Sur le deal en lui-même, Kron indique que selon les termes de l’accord, les passifs liés à la branche énergie relevaient de GE. L’amende de 772 millions de dollars devait donc être payée par le géant américain. Las ! «Ce n’est qu’à la fin de la discussion que le DOJ (la justice américaine) nous a contraints à renoncer à la clause de transfert d’amende à GE, indique l’ex-patron. Ca ne m’a pas fait plaisir. Mais j’ai considéré qu’il était dans l’intérêt d’Alstom de signer. Les actionnaires ne m’en ont pas tenu rigueur, la vente ayant été approuvée à hauteur de 99,2%». Daniel Fasquelle (LR Pas-de-Calais) conteste ce scénario. «Vous avez devant vous une carrière de romancier», lance le député qui note que non seulement l’énergie d’Alstom a été vendue à GE mais qu’Alstom Transport est désormais allemand. «En quelques années, vous avez démantelé une entreprise de 140 ans». Patrick Kron marque le coup. Au député Fasquelle et à ses collègues qu’il ne parvient pas à convaincre, il répond : «je ne suis pas un romancier mais un mauvais avocat».

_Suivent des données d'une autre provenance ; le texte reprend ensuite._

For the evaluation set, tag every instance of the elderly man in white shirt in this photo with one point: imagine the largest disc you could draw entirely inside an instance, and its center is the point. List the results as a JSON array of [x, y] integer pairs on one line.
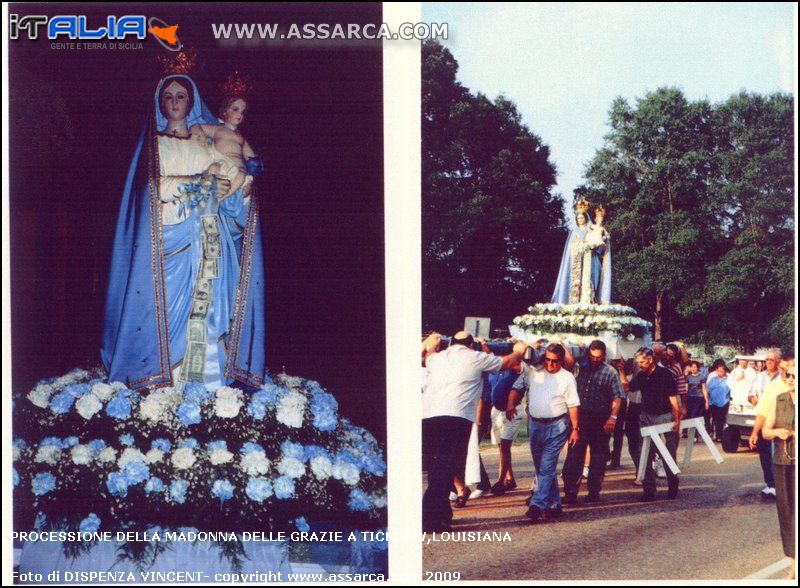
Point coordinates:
[[552, 421], [449, 408], [742, 380]]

Une prime de plus de 4 millions d’euros
Interrogé ensuite sur le cas de Frédéric Pieruci qu’il appelle familièrement «Fred», l’ex patron tente de s’expliquer. «On a proposé de payer sa caution, ça nous a été refusé. Quand il a plaidé coupable, on a interrompu son contrat de travail. C’est une situation difficile, sensible, douloureuse. Il (Frédéric Pieruci) n’a rien fait dans cette affaire pour son intérêt personnel». Des explications qui là encore, ne convainquent pas. Certains députés acceptent difficilement que Frédéric Pieruci soit en ce moment «au trou», selon l’expression d’Olivier Marleix, alors que Patrick Kron ait reçu d’Alstom une prime de plus de 4 millions d’euros.
Un député lâche : «Qu’avez-vous fait ensuite (avec Frédéric Pieruci) ? La moindre des élégances eût été que vous régliez les honoraires d’avocats». Fabien Lachaud ira, lui, beaucoup plus loin. «Pourquoi n’avez-vous pas été arrêté quand vous êtes allé aux Etats-Unis ? Ne trouvez-vous pas obscène d’arborer ici la légion d’honneur, alors que l’honneur voudrait peut-être que vous soyez en prison à la place de M. Pieruci». Patrick Kron répond qu’il était aux Etats-Unis la semaine dernière. Et il ajoute, comme une bête blessée : «Votre question, elle est insultante monsieur le député. Je ne suis coupable de rien. Je n’ai été l’objet d’aucune menace, d’aucun chantage, d’aucune pression. Les accords signés avec le DOJ ne remettent en rien quelque possibilité que ce soit de poursuivre n’importe quel cadre de la société. Arrêtez avec ce procès d’intention».